In a written statement to the House of Commons today, Mr Vara said the government would delay “for the time being” implementation of sections 44 and 46 of the Legal, Sentencing and Punishment of Offenders Act 2012 for insolvency cases.

“Accordingly, no win no fee agreements in insolvency proceedings will continue for the time being to operate on a pre-LASPO Act basis, with any conditional fee agreement success fees and after the event insurance premiums remaining recoverable from the losing party.

“We will consider the appropriate way forward for insolvency proceedings and will set out further details later in the year.”

Mr Vara said the government had made a priority of addressing the high costs of civil litigation in England and Wales through LASPO, but had agreed to delay implementation of sections 44 and 46 until April 2015.

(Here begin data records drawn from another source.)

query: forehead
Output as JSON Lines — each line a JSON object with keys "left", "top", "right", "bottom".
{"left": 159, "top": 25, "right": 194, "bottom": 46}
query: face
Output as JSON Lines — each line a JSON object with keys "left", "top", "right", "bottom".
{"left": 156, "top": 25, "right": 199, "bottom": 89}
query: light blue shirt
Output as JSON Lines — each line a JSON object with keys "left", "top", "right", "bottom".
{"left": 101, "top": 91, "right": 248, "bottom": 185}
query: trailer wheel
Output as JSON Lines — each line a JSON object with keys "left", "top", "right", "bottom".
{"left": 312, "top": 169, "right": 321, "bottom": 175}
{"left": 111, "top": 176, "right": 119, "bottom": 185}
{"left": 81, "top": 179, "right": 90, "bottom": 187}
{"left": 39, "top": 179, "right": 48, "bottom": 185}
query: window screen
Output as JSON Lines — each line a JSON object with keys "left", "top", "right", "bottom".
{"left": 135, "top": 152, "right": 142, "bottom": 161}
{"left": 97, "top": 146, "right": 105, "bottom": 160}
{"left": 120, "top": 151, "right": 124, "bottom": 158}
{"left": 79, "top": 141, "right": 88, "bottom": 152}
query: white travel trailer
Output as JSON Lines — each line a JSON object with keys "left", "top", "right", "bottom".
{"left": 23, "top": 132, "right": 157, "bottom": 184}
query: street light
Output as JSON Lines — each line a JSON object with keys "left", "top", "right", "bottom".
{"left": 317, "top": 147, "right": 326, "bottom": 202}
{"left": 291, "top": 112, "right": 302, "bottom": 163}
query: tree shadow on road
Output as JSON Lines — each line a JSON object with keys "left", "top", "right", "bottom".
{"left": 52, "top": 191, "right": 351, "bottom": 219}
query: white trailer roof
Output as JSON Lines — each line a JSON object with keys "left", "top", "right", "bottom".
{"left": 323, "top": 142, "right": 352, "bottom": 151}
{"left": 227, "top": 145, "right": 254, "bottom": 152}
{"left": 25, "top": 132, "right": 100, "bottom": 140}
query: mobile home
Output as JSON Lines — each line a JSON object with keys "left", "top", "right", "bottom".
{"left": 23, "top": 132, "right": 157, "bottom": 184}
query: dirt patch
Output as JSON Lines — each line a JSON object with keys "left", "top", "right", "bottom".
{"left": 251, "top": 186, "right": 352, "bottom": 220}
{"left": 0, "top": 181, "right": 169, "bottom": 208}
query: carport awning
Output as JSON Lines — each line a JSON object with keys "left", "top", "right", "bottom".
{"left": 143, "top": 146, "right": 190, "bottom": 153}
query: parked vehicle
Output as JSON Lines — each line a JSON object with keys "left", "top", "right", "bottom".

“This delay was to give insolvency practitioners and other interested parties time to prepare for and adapt to the changes. However, the government now agrees that more time is needed.”

Having initially shown no intention of changing its position on the exemption, the first sign of movement came last month after Conservative peer Lord Flight, citing R3’s lobbying, laid an amendment to the Small Business, Enterprise and Employment Bill that would make the exemption permanent.

Business minister Baroness Neville-Rolfe said she noted the concerns that litigation brought on behalf of insolvent estates has some differences in principle to other types of litigation, and about the potential impacts on litigation practice on behalf of insolvent estates.

“I have heard what has been said and, if I may, I will take this amendment away and consider it urgently with colleagues in the Ministry of Justice in time for report stage.”

A coalition of business groups wrote to David Cameron in October, warning him that ending the exemption on 1 April 2015 could cost creditors over £160m per year – “with rogue directors the big beneficiaries” because only the largest creditors would be able to afford to pursue litigation.

The letter – also sent to Chancellor George Osborne, business secretary Vince Cable and justice secretary Chris Grayling – was signed by R3, the Institute of Credit Management, the British Property Federation, the Institute of Chartered Accountants in England and Wales, the Association of Chartered Certified Accountants, and the Institute of Chartered Accountants Scotland.